If the purpose of a biography is to explain the series of events that makes up a life it will go a long way to explaining mine if I tell you that from a very early age my mother drummed into me that the most important words in any language are why, how, where, when, who, and what. Anyone hooked on perpetually asking questions is likely to meander and I am no exception.
Since ducking out of school at the age of 16 to seek adventure in London I have, as opportunities and finances allow, mixed bouts of formal education with a variety of jobs*. Producing work that may or may not slot into the category 'Art' is a passion that exists in tandem. My hesitation with using the word art is based on an instinctive uncertainty about the nature of what the word implies. (I am currently applying the word what to this instinct in an attempt to try to drag long-held reservations about its use into the light of day; the resulting essay - What Art, What Science, What? - will be published here in Sept 2010)

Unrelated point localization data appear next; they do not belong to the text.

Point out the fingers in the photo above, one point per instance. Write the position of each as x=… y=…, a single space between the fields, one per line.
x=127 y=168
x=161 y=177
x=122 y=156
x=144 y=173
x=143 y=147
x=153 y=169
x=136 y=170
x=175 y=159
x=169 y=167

Over the next years I would become more and more deeply absorbed by a kind of imploding of time - moments when a buried layer of experience suddenly surges upward to become the new surface of one's attention and flashes news from below.
(Arthur Miller Timebends)
Artists' websites often include a CV, bibliography or biography outlining a timeline that charts consistent progress from college on a professional career path. My difficulty is that my demonstrable association with the 'Arts' is fragmentary when looked at as a linear progression and any effort to write a coherent timeline displays yawning gaps (see my attempt at one here!)
In my case it makes more sense, if only it were possible, to lay out any attempt at a biography as the weft of life's events with the warp of ideas they stimulate. The difficulty of tracking this weave is, as Arthur Miller suggests, that layers of experience constantly shift and give rise to temporary preoccupations only to be superimposed by something else. Not surprisingly, time, its essence, and the difficulty of capturing momentary experience forms an undercurrent to my research.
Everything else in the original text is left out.